Same error here on RX 6900 XT.
https://github.com/Plagman/gamescope/blob/8a3fa88c7d4d7f98436f97eb5a1c3b590964dee5/src/pipewire.cpp#L476-L477

Maybe the function vulkan_acquire_screenshot_texture() needs an overhaul for headless setups?

@safijari
Copy link

This is the exact issue that happens on Steam Deck ValveSoftware/SteamOS#1000

I thought it may be pipewire related as it does not happen if you use pipewire prior to this commit PipeWire/pipewire@7631316

(try with pipewire 0.3.59)

Even if it's an issue with pipewire, gamescope should not implode because of it.

@kisak-valve
Copy link
Member

Hello @safijari, your regression should be reported upstream to pipewire's issue tracker so that those devs can ponder their change in behavior. I've looked around a bit and didn't find anything related on https://gitlab.freedesktop.org/pipewire/pipewire/-/issues.

@safijari
Copy link

@kisak-valve thank you for your response. I'm genuinely not sure what the core issue is. I can certainly report that something is wrong to the pipewire devs but as best as I can tell this is only negatively impacting gamescope. I looked a bit more into it and the issue isn't related to pipewiresrc asking for the wrong image size. vulkan_acquire_screenshot_texture() returns null even if I forcibly inject the correct image size.

@Starsam80
Copy link

This patch should fix the issue

--- a/src/pipewire.cpp
+++ b/src/pipewire.cpp
@@ -358,7 +358,7 @@ static void stream_handle_param_changed(void *data, uint32_t id, const struct sp
 	const struct spa_pod *buffers_param =
 		(const struct spa_pod *) spa_pod_builder_add_object(&builder,
 		SPA_TYPE_OBJECT_ParamBuffers, SPA_PARAM_Buffers,
-		SPA_PARAM_BUFFERS_buffers, SPA_POD_CHOICE_RANGE_Int(buffers, 1, 32),
+		SPA_PARAM_BUFFERS_buffers, SPA_POD_CHOICE_RANGE_Int(buffers, 1, 8),
 		SPA_PARAM_BUFFERS_blocks, SPA_POD_Int(1),
 		SPA_PARAM_BUFFERS_size, SPA_POD_Int(shm_size),
 		SPA_PARAM_BUFFERS_stride, SPA_POD_Int(state->shm_stride),

On my system, PipeWire was trying to use 16 buffers even though only up to 8 are available

@Joshua-Ashton
Copy link
Collaborator

Oh wow, great catch. I didn't even know we got to choose that!
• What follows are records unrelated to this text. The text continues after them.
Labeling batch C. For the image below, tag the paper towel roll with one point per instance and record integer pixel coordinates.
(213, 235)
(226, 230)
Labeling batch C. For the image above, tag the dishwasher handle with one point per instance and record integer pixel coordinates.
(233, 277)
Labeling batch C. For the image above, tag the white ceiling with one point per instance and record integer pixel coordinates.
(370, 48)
I have seen this issue before and worked around it locally by adding more screenshot buffers.

@Joshua-Ashton
Copy link
Collaborator

Merged that patch, thanks.

@Samsagax
Copy link

Doesn't work for me. Still segfaults. How can I tell if pipewire is using more buffers than it should?

@Starsam80
Copy link

You can try debugging pipewire with

PIPEWIRE_DEBUG=D PIPEWIRE_LOG=>(grep pw_impl_port_use_buffers) build/src/gamescope -- vkcube

(you might need to omit the PIPEWIRE_LOG part depending on your shell/setup) and look for a line that says something like

[D][86964.931019] pw.port      | [     impl-port.c: 1632 pw_impl_port_use_buffers()] 0x56483a396410: 1:0.0: 8 buffers flags:1 state:2 n_mix:1

Also, is it the same error as this? A segfault != a failed assert

vulkan: Unable to acquire screenshot texture. Out of textures.
gamescope: ../src/pipewire.cpp:477: void stream_handle_add_buffer(void *, struct pw_buffer *): Assertion `buffer->texture != nullptr' failed.
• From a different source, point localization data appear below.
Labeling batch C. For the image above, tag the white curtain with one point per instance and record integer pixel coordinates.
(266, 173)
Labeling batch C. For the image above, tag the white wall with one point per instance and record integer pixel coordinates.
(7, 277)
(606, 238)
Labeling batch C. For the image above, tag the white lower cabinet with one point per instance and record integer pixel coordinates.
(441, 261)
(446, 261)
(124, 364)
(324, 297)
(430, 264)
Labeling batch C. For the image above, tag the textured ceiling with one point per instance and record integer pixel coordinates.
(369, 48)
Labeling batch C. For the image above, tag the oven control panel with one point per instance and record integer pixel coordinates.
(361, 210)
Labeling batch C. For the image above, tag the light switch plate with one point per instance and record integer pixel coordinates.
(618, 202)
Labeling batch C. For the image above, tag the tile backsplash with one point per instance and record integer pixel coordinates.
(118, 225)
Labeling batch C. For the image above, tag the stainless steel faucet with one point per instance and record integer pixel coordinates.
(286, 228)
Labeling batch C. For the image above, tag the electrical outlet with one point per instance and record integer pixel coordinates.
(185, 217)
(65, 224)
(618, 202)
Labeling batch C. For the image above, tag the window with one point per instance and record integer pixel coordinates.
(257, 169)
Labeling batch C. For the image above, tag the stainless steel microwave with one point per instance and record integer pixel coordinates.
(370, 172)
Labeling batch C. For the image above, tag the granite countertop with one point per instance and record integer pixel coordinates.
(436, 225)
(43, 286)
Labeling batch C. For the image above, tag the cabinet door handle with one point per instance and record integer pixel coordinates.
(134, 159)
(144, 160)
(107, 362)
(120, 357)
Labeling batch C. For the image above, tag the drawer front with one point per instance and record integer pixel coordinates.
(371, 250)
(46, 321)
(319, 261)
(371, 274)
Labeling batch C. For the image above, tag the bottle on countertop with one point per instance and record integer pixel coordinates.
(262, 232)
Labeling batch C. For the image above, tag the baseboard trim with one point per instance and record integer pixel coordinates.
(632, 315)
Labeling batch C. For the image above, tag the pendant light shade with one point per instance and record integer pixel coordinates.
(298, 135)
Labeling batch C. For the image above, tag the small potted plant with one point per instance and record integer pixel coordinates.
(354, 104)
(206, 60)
If so, you can try increasing the number of textures/buffers allocated here and see if that helps:

--- a/src/rendervulkan.cpp
+++ b/src/rendervulkan.cpp
@@ -107,7 +107,7 @@ struct VulkanOutput_t
 
 	VkFormat outputFormat = VK_FORMAT_UNDEFINED;
 
-	std::array<std::shared_ptr<CVulkanTexture>, 8> pScreenshotImages;
+	std::array<std::shared_ptr<CVulkanTexture>, 32> pScreenshotImages;
 
 	// NIS and FSR
 	std::shared_ptr<CVulkanTexture> tmpOutput;

@Samsagax
Copy link

Thanks @Starsam80 . The error is this when trying to stream from my machine to another or to my phone with Steam Link:

vulkan: Unable to acquire screenshot texture. Out of textures.
gamescope: ../src/pipewire.cpp:477: void stream_handle_add_buffer(void *, struct pw_buffer *): Assertion `buffer->texture != nullptr' failed.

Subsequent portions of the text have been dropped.